Growth Hormone Deficiency

Condition

What is growth hormone deficiency?

Growth hormone deficiency (GHD) is a rare condition in which the body does not make enough growth hormone (GH). GH is made by the pituitary gland, a small organ at the base of the brain.

In children, GH is essential for normal growth, muscle and bone strength, and distribution of body fat. It also helps control glucose (sugar) and lipid (fat) levels in the body. Without enough GH, a child is likely to grow slowly and be much shorter than other children of the same age and gender.

It’s important for parents to know that there are many reasons for slow growth and below-average height in children. At times, slow growth is normal and temporary, such as right before puberty starts. A pediatric endocrinologist (children’s hormone specialist) or primary care doctor can help find out why a child is growing slowly. Most children with GHD grow less than two inches (5 centimeters) each year.

What are the signs of GHD?

  • Slowed growth in height in infants, children, or adolescents (teenagers) 
  • Low blood glucose levels (in infants and toddlers with severe GHD and ACTH deficiency) 
  • A very small penis (in newborn males with severe GHD and LH/FSH deficiency) 

What causes GHD?Growth hormone deficiency

Some children are born with GHD. Others develop it after birth due to a brain injury, a tumor, or radiation treatment to the head. For some children, doctors can find no cause.

How is GHD diagnosed?

Your doctor will review your child’s medical history and growth charts, and look for signs of GHD and other conditions that affect growth. Your doctor may do tests to help find the cause of slow growth. These include:

  • An X-ray of the hand to check bone growth (bone age) and assess growth potential
  • Blood tests and other laboratory tests to rule out other conditions that affect growth
  • Specific tests for GHD include
  • Insulin-like growth factor (IGF-1) and insulin-like growth factor binding protein-3 (IGFBP-3)
  • GH stimulation test. The child is given medicines that stimulate the pituitary to release GH. Then, if GH levels in the blood don’t rise to a certain level, it can mean the pituitary is not making enough GH.
  • Magnetic resonance image (MRI). An MRI (imaging test) of the head will look for a problem with the pituitary or the brain.

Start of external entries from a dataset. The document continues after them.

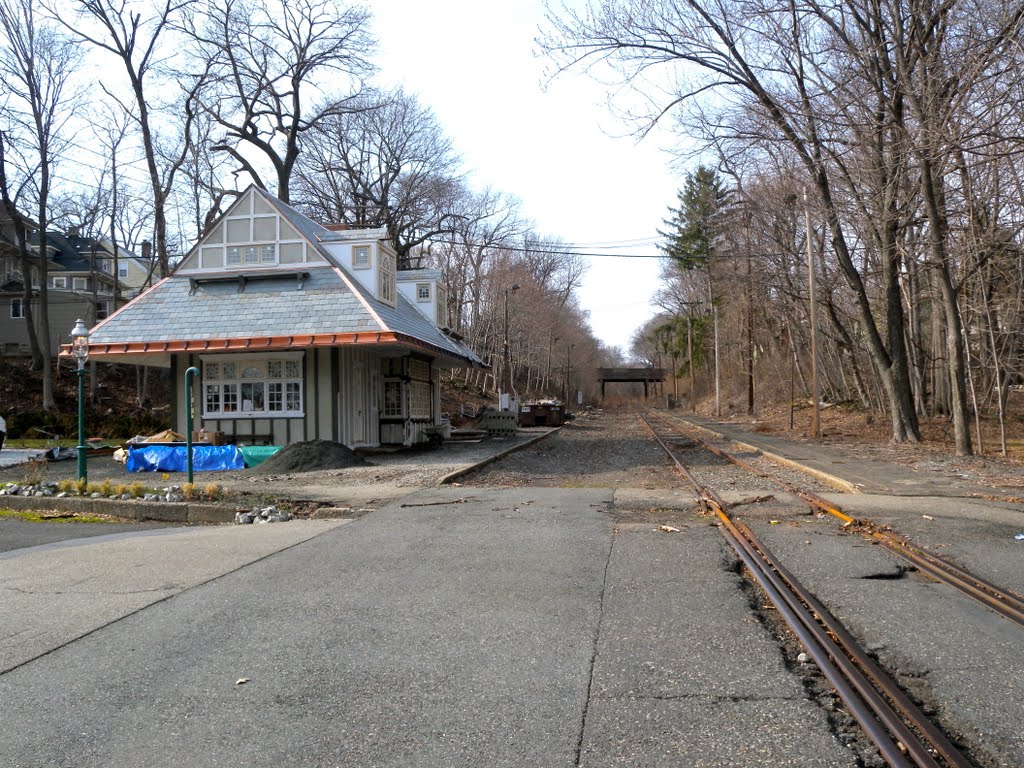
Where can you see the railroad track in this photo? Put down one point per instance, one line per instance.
(999, 600)
(903, 735)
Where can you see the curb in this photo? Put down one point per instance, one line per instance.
(451, 476)
(839, 483)
(159, 511)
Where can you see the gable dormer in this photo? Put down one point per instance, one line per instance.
(426, 292)
(253, 235)
(368, 256)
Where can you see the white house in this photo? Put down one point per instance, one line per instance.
(299, 332)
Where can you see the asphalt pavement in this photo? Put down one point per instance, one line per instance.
(461, 627)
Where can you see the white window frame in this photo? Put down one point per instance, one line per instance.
(262, 254)
(386, 281)
(224, 382)
(391, 408)
(421, 399)
(440, 307)
(361, 257)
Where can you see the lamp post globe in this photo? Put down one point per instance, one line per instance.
(80, 350)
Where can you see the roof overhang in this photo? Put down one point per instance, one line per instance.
(159, 352)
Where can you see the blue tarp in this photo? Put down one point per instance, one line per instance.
(175, 458)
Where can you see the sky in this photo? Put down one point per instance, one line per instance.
(558, 148)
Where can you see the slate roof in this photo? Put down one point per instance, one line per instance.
(216, 306)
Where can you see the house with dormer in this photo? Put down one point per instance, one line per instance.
(299, 332)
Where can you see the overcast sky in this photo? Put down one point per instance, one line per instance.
(559, 151)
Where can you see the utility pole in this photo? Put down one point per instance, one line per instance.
(508, 357)
(568, 367)
(815, 394)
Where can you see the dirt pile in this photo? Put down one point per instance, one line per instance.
(309, 457)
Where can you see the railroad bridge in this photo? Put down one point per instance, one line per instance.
(631, 375)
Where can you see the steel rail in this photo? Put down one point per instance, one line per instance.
(1001, 601)
(889, 718)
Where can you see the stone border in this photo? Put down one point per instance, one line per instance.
(456, 474)
(184, 512)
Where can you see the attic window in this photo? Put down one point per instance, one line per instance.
(246, 255)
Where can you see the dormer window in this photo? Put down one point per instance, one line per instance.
(440, 317)
(386, 279)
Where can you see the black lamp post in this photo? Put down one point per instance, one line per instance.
(80, 349)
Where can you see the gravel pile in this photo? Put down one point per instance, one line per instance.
(312, 456)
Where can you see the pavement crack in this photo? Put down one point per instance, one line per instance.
(593, 656)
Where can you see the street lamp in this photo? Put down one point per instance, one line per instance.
(508, 357)
(568, 367)
(80, 349)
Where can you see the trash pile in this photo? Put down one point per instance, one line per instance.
(262, 514)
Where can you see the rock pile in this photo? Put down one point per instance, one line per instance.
(262, 514)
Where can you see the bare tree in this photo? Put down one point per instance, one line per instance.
(269, 65)
(36, 66)
(136, 41)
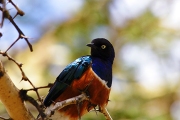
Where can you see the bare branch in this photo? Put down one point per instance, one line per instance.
(24, 77)
(9, 96)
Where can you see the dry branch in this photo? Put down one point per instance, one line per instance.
(75, 100)
(9, 96)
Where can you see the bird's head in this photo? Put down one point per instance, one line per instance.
(102, 48)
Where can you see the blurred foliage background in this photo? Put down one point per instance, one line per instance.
(145, 35)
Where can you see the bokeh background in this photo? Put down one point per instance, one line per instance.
(145, 35)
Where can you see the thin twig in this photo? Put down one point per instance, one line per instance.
(24, 77)
(42, 87)
(5, 14)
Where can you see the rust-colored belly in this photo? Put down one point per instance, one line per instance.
(97, 91)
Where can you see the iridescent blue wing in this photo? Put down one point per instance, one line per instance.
(73, 71)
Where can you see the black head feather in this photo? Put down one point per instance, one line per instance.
(102, 48)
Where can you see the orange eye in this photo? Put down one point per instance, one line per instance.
(103, 46)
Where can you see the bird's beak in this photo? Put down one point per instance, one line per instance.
(90, 45)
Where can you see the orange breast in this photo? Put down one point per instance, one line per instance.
(96, 89)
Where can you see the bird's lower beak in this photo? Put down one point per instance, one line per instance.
(90, 45)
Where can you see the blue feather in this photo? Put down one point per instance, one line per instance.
(73, 71)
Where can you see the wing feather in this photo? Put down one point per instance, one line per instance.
(73, 71)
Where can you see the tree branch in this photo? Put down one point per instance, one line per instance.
(75, 100)
(9, 96)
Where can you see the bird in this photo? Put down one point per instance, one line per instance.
(90, 73)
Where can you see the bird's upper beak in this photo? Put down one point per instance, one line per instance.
(90, 44)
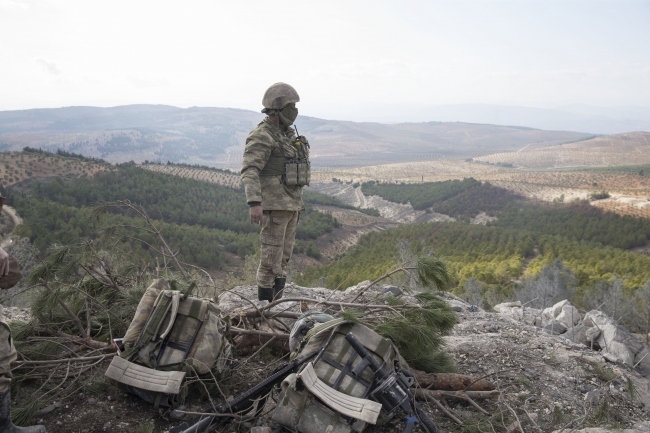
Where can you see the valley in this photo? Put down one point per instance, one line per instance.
(502, 229)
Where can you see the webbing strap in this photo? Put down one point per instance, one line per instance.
(172, 318)
(323, 327)
(274, 166)
(359, 408)
(160, 308)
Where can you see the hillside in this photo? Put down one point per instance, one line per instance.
(215, 136)
(619, 149)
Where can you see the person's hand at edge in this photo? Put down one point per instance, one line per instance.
(256, 215)
(4, 263)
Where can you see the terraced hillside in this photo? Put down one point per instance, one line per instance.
(619, 149)
(215, 136)
(17, 167)
(221, 177)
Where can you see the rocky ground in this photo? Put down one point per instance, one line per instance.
(547, 382)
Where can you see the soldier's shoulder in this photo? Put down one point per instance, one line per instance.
(261, 130)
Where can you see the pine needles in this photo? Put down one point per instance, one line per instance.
(418, 332)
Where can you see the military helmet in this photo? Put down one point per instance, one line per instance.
(279, 95)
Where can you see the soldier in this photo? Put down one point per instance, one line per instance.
(7, 356)
(274, 170)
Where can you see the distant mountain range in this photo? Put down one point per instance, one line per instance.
(583, 118)
(216, 136)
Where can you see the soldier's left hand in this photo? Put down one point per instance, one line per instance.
(256, 215)
(4, 263)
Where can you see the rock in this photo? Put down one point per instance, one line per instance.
(555, 328)
(613, 338)
(576, 335)
(569, 315)
(642, 363)
(591, 334)
(592, 397)
(512, 309)
(502, 308)
(391, 290)
(610, 358)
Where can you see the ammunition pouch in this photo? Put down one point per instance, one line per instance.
(332, 392)
(182, 335)
(293, 165)
(297, 172)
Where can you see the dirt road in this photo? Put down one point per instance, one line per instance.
(13, 215)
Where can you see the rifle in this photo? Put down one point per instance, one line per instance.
(244, 402)
(392, 390)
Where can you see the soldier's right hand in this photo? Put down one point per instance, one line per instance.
(256, 215)
(4, 263)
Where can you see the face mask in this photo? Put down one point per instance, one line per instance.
(288, 115)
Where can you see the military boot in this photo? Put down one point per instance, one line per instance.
(278, 288)
(264, 294)
(6, 426)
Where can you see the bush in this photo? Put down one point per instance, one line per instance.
(600, 195)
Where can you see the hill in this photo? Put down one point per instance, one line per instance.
(619, 149)
(215, 136)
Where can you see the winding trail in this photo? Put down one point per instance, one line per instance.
(12, 214)
(16, 220)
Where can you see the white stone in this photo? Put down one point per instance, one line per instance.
(503, 308)
(615, 339)
(569, 316)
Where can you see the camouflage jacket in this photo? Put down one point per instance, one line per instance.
(263, 141)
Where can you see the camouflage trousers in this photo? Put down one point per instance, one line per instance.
(277, 237)
(7, 355)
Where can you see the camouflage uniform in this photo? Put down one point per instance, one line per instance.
(266, 147)
(7, 355)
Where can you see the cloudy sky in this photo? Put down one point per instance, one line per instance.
(337, 53)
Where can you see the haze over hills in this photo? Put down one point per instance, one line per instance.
(576, 117)
(215, 136)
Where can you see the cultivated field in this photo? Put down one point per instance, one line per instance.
(206, 175)
(619, 149)
(410, 172)
(18, 166)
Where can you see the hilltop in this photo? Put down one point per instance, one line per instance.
(215, 136)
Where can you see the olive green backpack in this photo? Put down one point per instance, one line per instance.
(181, 335)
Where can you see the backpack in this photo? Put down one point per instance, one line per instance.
(330, 393)
(181, 335)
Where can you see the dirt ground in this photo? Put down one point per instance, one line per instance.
(548, 381)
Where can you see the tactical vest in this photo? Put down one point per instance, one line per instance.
(293, 164)
(182, 335)
(337, 368)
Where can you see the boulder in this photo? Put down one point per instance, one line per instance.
(552, 312)
(512, 309)
(505, 307)
(614, 339)
(576, 335)
(569, 315)
(555, 328)
(591, 334)
(562, 312)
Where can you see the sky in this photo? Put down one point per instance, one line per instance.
(343, 56)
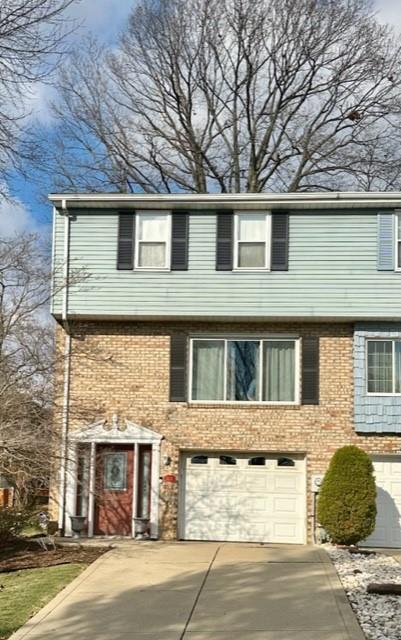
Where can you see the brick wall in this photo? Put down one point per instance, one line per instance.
(123, 368)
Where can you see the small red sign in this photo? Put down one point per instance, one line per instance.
(169, 478)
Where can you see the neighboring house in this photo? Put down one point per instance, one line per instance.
(238, 341)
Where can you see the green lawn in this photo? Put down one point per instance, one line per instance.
(23, 593)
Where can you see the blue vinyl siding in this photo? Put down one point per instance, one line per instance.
(332, 273)
(373, 414)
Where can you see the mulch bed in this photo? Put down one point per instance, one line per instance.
(23, 553)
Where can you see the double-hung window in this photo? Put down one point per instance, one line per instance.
(252, 240)
(153, 240)
(383, 366)
(244, 370)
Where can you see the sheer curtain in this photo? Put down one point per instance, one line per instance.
(208, 370)
(152, 254)
(397, 366)
(152, 239)
(251, 240)
(279, 371)
(243, 370)
(380, 366)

How is a child with GHD treated?

Children with GHD receive treatment with daily injections of synthetic (manufactured) human GH, a prescription medicine. The GH, given at home, is injected under the skin. Initially monitoring is preformed with serum IGF-1 levels. After 3-6 months of treatment, the growth response to GH therapy is monitored. 

The best results occur when GHD is diagnosed and treated early. In some children, GH can lead to four inches (10 centimeters) of growth during the first year of treatment. Others grow less, but usually faster than without treatment. Some children need treatment until adolescence; others need it into adulthood.

What are the side effects of GH therapy?

Mild to moderate side effects are uncommon. They include:
  • Headaches
  • Muscle or joint pain
  • Mildly under active thyroid gland
  • Swelling of hands and feet
  • Worsening curvature of the spine (scoliosis)
Rare but serious side effects include:
  • Severe headache with vision problems
  • A hip problem, when the top of the thigh bone slips out of place
  • Inflamed pancreas (pancreatitis)
For most children, the benefits of taking GH outweigh the risks.

What can you do to help your child with GHD?

You can help your child get the best care for GHD by taking these steps:

  • Call the doctor if you have questions about treatment.
  • Follow directions carefully when giving GH and other prescription medicines to your child.
  • Tell all of your child’s doctors that your child takes GH.
  • Be sure your child gets frequent checkups.
  • Get counseling for your child if you see signs of poor self-esteem or sadness that could be related to being smaller than peers.

Questions to ask your doctor

  • What should my child’s height be at this age?
  • Why is my child growing slowly?
  • Does my child need treatment for GHD?
  • If so, how and when do I give my child the shots?
  • Should we see a pediatric endocrinologist?